Partners in the European Commission’s Horizon 2020 Green Vehicle Initiative project ‘HDGAS’ – a project that aims to develop, demonstrate and optimize advanced powertrain concepts for dual-fuel and pure natural gas powered heavy duty vehicles, have been announced. Partners derive from Sweden, Finland, United Kingdom, The Netherlands, Germany, Austria, Italy and Spain and include OEMs Daimler, Iveco, MAN and Volvo.
Long haul trucks are an essential element of the transportation mix of modern, industrialized society. The primary objectives of HDGAS are to deliver improved fuel efficiency and reduced greenhouse gas emissions for this sector whilst also meeting current Euro VI emissions standards. It aims to develop technologies to address this need whilst also meeting or exceeding the latest Euro VI regulated emissions standards, as well as achieving in-use compliance under real-world driving conditions and CO2 or greenhouse gas emissions reduction.
The developed components and technologies will be integrated into three demonstration vehicles that are representative for long haul heavy duty vehicles in the 40 ton range.
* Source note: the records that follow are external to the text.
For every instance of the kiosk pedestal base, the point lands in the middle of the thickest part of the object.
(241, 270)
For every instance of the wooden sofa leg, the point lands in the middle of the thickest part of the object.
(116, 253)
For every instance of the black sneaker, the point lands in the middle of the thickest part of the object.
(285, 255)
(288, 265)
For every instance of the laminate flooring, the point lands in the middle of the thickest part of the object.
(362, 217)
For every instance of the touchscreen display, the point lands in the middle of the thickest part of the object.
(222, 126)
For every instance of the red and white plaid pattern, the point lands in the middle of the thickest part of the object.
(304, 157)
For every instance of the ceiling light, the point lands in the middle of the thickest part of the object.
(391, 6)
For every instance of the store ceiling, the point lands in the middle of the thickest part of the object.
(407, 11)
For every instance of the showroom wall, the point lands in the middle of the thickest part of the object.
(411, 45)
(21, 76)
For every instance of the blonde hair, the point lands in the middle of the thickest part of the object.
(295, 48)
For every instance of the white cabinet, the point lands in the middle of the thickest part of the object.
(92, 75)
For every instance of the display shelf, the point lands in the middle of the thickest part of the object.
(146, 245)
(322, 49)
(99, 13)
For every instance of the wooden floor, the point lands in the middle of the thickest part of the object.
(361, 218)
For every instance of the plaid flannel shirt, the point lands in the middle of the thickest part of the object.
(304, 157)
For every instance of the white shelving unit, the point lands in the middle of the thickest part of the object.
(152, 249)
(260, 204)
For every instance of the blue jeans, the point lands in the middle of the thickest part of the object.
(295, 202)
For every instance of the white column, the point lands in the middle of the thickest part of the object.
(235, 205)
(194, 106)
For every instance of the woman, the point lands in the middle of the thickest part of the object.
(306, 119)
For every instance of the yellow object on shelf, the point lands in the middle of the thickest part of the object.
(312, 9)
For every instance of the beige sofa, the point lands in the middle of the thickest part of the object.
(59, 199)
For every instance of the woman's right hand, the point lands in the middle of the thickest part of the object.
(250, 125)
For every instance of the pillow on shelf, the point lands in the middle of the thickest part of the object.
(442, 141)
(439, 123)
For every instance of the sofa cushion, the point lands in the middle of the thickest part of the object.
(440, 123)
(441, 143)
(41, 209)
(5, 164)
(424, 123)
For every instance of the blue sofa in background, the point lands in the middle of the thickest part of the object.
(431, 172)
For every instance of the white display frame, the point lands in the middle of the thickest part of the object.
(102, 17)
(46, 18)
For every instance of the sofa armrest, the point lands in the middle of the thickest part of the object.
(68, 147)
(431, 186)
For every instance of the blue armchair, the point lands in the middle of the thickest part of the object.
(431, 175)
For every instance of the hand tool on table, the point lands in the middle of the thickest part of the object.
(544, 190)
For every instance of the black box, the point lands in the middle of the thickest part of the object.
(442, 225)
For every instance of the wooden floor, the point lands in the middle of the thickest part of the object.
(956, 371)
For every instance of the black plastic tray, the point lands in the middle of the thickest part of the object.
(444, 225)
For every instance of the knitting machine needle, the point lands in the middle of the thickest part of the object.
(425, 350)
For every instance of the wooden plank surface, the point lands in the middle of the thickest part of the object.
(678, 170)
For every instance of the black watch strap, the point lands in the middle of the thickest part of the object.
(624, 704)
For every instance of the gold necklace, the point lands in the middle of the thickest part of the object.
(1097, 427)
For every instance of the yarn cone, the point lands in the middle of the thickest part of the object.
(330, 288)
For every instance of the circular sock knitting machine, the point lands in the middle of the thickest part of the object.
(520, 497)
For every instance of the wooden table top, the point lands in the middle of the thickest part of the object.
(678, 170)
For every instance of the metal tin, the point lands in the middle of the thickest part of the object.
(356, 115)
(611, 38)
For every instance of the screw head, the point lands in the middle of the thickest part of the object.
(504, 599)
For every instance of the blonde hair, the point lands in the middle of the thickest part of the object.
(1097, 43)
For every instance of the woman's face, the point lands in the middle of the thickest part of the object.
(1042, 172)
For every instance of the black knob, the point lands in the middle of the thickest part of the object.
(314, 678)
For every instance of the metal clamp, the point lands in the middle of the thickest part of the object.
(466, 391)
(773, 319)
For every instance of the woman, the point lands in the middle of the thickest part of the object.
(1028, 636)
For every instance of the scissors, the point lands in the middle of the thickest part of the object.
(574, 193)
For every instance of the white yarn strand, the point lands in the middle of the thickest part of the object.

The demonstration vehicles will:
- comply with the Euro VI emission regulations;
- meet at minimum 10% CO2 reduction compared to state of the art technology;
- show a range before fueling of at least 800 km on natural gas;
- be competitive in terms of performance, engine life, cost of ownership, safety and comport to 2013 best in class vehicles.
Ricardo is one of 19 collaborating EU commercial and academic partners on the HDGAS project. Particular areas of focus for the company will be the development of engine and aftertreatment systems that offer the prospect of delivering real driving emissions well below Euro VI limits for heavy duty vehicles. Specifically, the aim of the new systems is to demonstrate improvements in the region of ten percent in torque, power, fuel efficiency and GHG emissions reduction. Through extensive use of simulation methods, Ricardo aims to create a heavy duty natural gas version of its direct injection combustion system that has already been used to great effect in ultra-clean gasoline engines. Technologies that will be investigated in this endeavour include a conceptual study of liquid natural gas direct injection and the application of high energy ignition system based on corona discharge.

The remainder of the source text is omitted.